In our center we use a multimodal approach consisting of clinical parameters, laboratory findings, and imaging modalities. In cases of suspected CS in CMR imaging, a fasting ¹⁸FDG PET-CT scan is always obtained to quantify disease activity status. As a follow-up tool we prefer CMR, if applicable. CMR does not entail exposure to radiation, which makes a serial application feasible. For interpretation of inflammation, we use the development of global and regional T1 and T2 mapping values and the amount of LGE. For the assessment of heart failure, we rely on functional and morphological parameters like EF and end-diastolic and end-systolic volumes. In cases having inconclusive CMR results, or if CMR is inapplicable or leaves any doubt about CS activity status, we add ¹⁸FDG PET-CT for further decision making. The imaging information is always put into context together with all collected parameters, and every case is discussed in an interdisciplinary conference for rare heart diseases before introduction, change, or termination of therapy. Figures 4 and 5 depict two cases in which CMR and ¹⁸FDG PET-CT were used to confirm treatment response.

Serial CMR is a reliable and sensitive tool to monitor the course of inflammation during therapy and avoids radiation exposure.

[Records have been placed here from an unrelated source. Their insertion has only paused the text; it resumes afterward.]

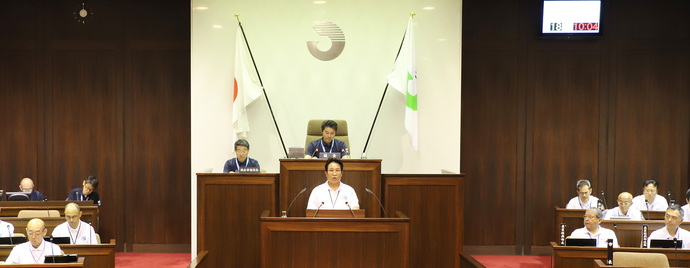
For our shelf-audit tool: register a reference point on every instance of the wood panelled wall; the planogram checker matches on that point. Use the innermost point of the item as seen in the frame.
(538, 114)
(109, 97)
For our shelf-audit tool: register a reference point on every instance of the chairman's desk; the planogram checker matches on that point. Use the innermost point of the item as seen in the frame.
(573, 220)
(578, 257)
(334, 242)
(97, 256)
(89, 210)
(229, 207)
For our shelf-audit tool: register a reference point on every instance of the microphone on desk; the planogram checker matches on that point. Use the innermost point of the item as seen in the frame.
(10, 234)
(377, 199)
(45, 198)
(317, 209)
(348, 205)
(293, 201)
(675, 246)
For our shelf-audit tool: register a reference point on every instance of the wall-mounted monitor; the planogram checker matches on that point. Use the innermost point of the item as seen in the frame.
(571, 18)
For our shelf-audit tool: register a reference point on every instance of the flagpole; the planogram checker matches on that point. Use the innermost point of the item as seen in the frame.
(383, 96)
(262, 84)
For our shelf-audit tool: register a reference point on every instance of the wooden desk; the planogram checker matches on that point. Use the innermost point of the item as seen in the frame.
(326, 242)
(577, 257)
(296, 174)
(229, 207)
(96, 256)
(89, 211)
(573, 220)
(20, 223)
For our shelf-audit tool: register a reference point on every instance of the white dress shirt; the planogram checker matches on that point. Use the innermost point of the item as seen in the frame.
(601, 236)
(333, 199)
(25, 253)
(659, 203)
(575, 203)
(633, 214)
(84, 234)
(681, 234)
(6, 229)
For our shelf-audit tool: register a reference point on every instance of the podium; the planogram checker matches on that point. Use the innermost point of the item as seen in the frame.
(334, 242)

However, in patients with implanted devices ¹⁸FDG PET-CT is indispensable. In serial ¹⁸FDG PET-CT a change of at least 20% in uptake regions and/or SUV_max are the recommended threshold for indicating therapy response [72]_. Alterations of SUV_max in serial measurements do not correlate with prognosis and clinical outcome.

There are still gaps in our knowledge concerning the best therapeutic approach, the optimal corticosteroid dose and therapy period, follow-up imaging settings and period, and indicators for escalating or deescalating immunosuppressive therapy. As a consequence, heart centers use their own strategy, which makes studies difficult to compare and to translate to clinical practice. An expert consensus-based, standardized follow-up approach that includes clinical and imaging parameters should be implemented, and multicenter studies will be necessary to significantly improve the management of the rare but life-threatening disease of CS.

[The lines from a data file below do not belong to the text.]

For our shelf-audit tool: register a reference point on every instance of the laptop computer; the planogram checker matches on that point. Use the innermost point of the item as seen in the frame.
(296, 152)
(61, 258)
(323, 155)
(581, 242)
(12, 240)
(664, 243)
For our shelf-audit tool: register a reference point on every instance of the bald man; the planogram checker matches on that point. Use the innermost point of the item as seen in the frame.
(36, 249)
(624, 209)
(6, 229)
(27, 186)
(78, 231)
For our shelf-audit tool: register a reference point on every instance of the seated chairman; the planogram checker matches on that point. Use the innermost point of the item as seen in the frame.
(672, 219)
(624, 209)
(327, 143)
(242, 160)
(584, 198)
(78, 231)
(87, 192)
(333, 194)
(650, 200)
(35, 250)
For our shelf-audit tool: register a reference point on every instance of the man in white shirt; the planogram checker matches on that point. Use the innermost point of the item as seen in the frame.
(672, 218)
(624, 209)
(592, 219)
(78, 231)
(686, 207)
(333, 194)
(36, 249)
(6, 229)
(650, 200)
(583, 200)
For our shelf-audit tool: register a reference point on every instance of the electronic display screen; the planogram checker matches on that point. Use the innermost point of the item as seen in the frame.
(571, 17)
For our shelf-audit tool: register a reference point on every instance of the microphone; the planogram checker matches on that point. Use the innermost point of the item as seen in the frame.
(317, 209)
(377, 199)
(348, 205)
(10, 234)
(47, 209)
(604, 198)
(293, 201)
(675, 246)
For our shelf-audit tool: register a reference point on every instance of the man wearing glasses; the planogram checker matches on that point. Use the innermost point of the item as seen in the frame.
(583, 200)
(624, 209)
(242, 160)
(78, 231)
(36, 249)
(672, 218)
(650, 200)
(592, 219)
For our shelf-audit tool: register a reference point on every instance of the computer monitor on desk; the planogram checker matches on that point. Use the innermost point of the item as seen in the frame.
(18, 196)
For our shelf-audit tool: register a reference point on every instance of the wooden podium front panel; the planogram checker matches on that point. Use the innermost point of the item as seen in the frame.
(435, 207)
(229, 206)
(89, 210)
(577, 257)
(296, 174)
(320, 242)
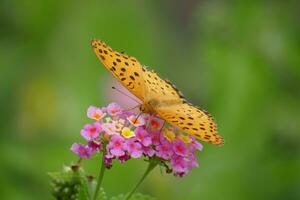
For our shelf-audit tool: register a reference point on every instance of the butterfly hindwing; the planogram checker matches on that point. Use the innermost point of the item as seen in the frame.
(174, 108)
(125, 69)
(191, 120)
(169, 104)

Due to the multifaceted clinical appearance and imaging features of CS, a multimodal approach for diagnosis and follow-up is mandatory. According to the current state of knowledge, a combination of CMR and fasting ¹⁸FDG PET-CT is the favorable method for the diagnosis and identification of active inflammation. T1 and T2 mapping sequences provide a unique opportunity to quantify and track fibrosis and inflammation before any structural changes are observable. In addition, ¹⁸FDG PET-CT detects metabolically active areas, which is a fundamental feature in inflammatory processes. Finally, the evaluation of CS always requires an interdisciplinary approach for best decision making.